EHR Data Analysis and outcome prediction with Deep Learning

Description

This project aims at demonstring deep learning methodologies for EHR data. The use case is to predict different outcomes for patients in the ICU. The dataset is from MIMIC-IV demo containing de-identified health-related data from 140 patients admitted to critical care units.

Installation

Install the latest package version with pip

pip3 install -U deepehrgraph

Commands

Display available subcommands:

python3 -m deepehrgraph.main --help

Dataset

The full dataset description can be found mimic iv demo dataset.

It contains de-identified health-related data from 140 patients admitted to critical care units. The data includes demographics, vital signs, laboratory tests, medications, and more. The data is stored in a relational database, and the schema is described in the MIMIC-IV documentation.

Note that we only have access to the hosp and icu compressed files regarding this demo.

Generate main dataset from compressed files

python -m deepehrgraph.main dataset

This step will download the archive files from physionet and generate the master dataset in the data folder by default as a csv file called mimic_iv_demo_master_dataset.csv.

Several pre-computation steps are done in order to generate this master dataset:

CCI and ECI indexes are calculated and added to the dataset.
Outcomes for patients are calculed and added to the date.

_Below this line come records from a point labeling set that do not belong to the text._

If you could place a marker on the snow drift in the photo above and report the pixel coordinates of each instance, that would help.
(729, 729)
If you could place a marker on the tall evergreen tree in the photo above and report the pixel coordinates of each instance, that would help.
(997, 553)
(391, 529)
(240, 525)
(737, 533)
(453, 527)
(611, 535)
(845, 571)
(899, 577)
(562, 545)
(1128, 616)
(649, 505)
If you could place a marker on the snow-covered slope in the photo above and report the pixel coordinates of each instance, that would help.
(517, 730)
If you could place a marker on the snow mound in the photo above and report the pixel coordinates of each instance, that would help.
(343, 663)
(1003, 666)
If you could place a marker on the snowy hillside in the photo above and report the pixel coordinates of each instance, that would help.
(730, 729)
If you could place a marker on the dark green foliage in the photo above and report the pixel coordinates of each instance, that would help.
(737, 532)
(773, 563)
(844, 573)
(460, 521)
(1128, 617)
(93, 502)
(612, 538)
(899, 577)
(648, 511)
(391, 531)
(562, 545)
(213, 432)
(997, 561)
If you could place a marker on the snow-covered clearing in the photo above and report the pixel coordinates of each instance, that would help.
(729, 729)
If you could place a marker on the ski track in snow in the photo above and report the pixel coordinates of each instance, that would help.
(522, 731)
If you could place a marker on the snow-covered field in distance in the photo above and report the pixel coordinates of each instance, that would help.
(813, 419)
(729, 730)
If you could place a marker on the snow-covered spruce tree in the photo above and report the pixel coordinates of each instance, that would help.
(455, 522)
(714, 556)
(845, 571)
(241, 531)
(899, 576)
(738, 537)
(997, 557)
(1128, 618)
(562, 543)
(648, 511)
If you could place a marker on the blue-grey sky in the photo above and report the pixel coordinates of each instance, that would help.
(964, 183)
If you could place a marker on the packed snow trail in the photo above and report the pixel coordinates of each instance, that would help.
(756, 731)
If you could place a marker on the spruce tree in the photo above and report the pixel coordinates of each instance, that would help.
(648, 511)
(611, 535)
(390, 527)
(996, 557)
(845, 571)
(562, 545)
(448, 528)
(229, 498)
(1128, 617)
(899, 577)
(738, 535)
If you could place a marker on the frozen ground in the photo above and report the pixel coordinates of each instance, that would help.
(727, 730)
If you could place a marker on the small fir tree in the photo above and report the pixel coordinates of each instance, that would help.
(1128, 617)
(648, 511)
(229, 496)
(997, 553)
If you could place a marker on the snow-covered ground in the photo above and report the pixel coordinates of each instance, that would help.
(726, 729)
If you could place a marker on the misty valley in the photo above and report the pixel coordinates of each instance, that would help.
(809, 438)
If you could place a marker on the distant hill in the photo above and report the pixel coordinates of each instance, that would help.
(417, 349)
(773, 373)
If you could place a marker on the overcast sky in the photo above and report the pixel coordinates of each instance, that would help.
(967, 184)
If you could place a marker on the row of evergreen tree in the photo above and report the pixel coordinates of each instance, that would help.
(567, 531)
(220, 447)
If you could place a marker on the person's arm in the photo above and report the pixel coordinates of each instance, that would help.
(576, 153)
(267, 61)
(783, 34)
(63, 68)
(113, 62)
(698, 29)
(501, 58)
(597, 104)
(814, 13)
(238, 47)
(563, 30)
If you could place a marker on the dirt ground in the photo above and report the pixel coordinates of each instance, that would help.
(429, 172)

These pre-computations have been adapted from this repository specifically for the MIMIC-IV demo dataset.

Categorical features are identified and encoded with LabelEncoder.

In the context of medical studies, CCI (Charlson Comorbidity Index) and ECI (Elixhauser Comorbidity Index) are tools used to assess the burden of comorbidities in individuals. Comorbidities refer to the presence of additional health conditions in a patient alongside the primary condition under investigation. Both CCI and ECI are designed to quantify and summarize the impact of comorbidities on patient health. These features seem to be good candidates for our prediction task.

EDA : Features and outcomes analysis

Run simple EDA with this command and you will get:

basic information about dataset datatypes
missing values count
correlation matrix
outcomes distribution

python -m deepehrgraph.main eda

Correlation Matrix

Here are the 25 top correlated features:

| Variable1        | Variable2        | Correlation |
|------------------|------------------|-------------|
| cci_Renal        | eci_Renal        | 1.000000    |
| cci_Rheumatic    | eci_Rheumatic    | 1.000000    |
| n_ed_365d        | n_icu_365d       | 1.000000    |
| cci_Cancer2      | eci_Tumor2       | 1.000000    |
| cci_Paralysis    | eci_Paralysis    | 1.000000    |
| n_ed_30d         | n_icu_30d        | 1.000000    |
| cci_PUD          | eci_PUD          | 1.000000    |
| n_ed_90d         | n_icu_90d        | 1.000000    |
| cci_Pulmonary    | eci_Pulmonary    | 1.000000    |
| cci_CHF          | eci_CHF          | 1.000000    |
| cci_Dementia     | cci_Paralysis    | 1.000000    |
| cci_PVD          | eci_PVD          | 1.000000    |
| cci_Dementia     | eci_Paralysis    | 1.000000    |
| cci_DM1          | eci_DM2          | 0.971825    |
| cci_Cancer1      | eci_Tumor1       | 0.949788    |
| cci_DM2          | eci_DM1          | 0.931891    |
| n_icu_90d        | n_icu_365d       | 0.927516    |
| n_ed_90d         | n_icu_365d       | 0.927516    |
| n_ed_365d        | n_icu_90d        | 0.927516    |
| n_ed_90d         | n_ed_365d        | 0.927516    |
| cci_Liver1       | eci_Liver        | 0.875261    |
| eci_HTN1         | eci_Renal        | 0.815725    |
| cci_Renal        | eci_HTN1         | 0.815725    |
| n_hosp_30d       | n_hosp_90d       | 0.807012    |
| n_ed_30d         | n_ed_90d         | 0.795026    |

Some features are highly correlated which could lead to poor model performance:

instability that make difficult to interpret the individual impact of each variable on the target.
model instability, increased sensitivity to small changes in the data
overfitting

We will try to address this situation by using features selection technique.

Outcomes Repartition

Based on these first results we will try to predict the following outcome: in-hospital mortality. Note that we are facing an outcome class imbalance problem which can result in poor results while trying to predict this outcome, we will need to add a pre-processing for that on the traning set.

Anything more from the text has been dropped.